Travelling CPA by night you cannot expect to see much of the landscape. But you can always count on the unfailing courtesy, thoughtfulness, and charm of your stewardess. You can touch the far spots of North America as you exchange civilities with your seat-mate, perhaps from Vancouver, or Prince Rupert, or Dawson City, or Watson Lake. Lake me you might have as seat-mate a veteran homesteader of the north who was truck-driver on the trail now known as the Alaska Highway as far back as 1929; or the wife of a cat-driver from Burns Lake, with a Japanese business man from Dawson City sitting behind you, and a keeper of the caribou herds in the seat across the aisle.
Fort St. John may truly be called the cross-road of the northern airways on this continent. The waiting-rooms and lunch counters ar crowded with people of every race and tongue (service-men of all three branches predominating), during the plane stopovers. Men are very much in the majority. One girl who had worked some years in Frache's Flower Shop, Lethbridge, was on her way north to take up residence in Whitehorse.

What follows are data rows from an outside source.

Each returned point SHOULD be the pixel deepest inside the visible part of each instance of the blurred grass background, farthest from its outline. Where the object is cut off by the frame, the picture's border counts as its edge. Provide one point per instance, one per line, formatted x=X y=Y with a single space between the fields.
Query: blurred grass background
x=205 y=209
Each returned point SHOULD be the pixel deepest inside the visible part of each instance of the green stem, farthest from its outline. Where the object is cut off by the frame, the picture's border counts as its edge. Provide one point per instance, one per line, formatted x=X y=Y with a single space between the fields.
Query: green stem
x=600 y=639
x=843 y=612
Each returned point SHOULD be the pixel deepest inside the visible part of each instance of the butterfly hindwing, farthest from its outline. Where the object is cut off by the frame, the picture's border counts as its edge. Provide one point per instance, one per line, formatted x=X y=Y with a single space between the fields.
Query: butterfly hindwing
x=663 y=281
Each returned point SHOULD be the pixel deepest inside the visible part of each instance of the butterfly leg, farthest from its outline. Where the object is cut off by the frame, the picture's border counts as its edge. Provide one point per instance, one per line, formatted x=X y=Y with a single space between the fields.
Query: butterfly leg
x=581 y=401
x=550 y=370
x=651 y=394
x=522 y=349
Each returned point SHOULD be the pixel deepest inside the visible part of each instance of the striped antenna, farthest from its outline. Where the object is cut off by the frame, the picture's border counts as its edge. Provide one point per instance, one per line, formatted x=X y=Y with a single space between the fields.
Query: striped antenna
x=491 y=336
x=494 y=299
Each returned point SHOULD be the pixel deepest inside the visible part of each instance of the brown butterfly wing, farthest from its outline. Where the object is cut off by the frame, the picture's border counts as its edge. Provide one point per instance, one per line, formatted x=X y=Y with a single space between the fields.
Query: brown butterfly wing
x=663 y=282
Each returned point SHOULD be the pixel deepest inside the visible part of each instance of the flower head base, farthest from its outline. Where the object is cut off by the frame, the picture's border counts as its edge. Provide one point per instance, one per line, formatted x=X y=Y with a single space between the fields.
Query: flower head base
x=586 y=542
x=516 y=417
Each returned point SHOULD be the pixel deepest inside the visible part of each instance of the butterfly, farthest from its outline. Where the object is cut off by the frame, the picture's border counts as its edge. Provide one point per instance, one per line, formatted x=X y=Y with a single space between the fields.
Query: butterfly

At Fort St. John the runway was icy from an early November thaw, but the night air was mild. Leaving there we flew low enough to see the contours of lakes and rivers as far as Grande Prairie, a sight worth watching in the bright moonlight. It was thawing at Grande Prairie, and a strong wind blowing. From there on we flew too high to distinguish the ground below until we came in sight of the wide-flung fairyland of lights that is Edmonton from the air at night.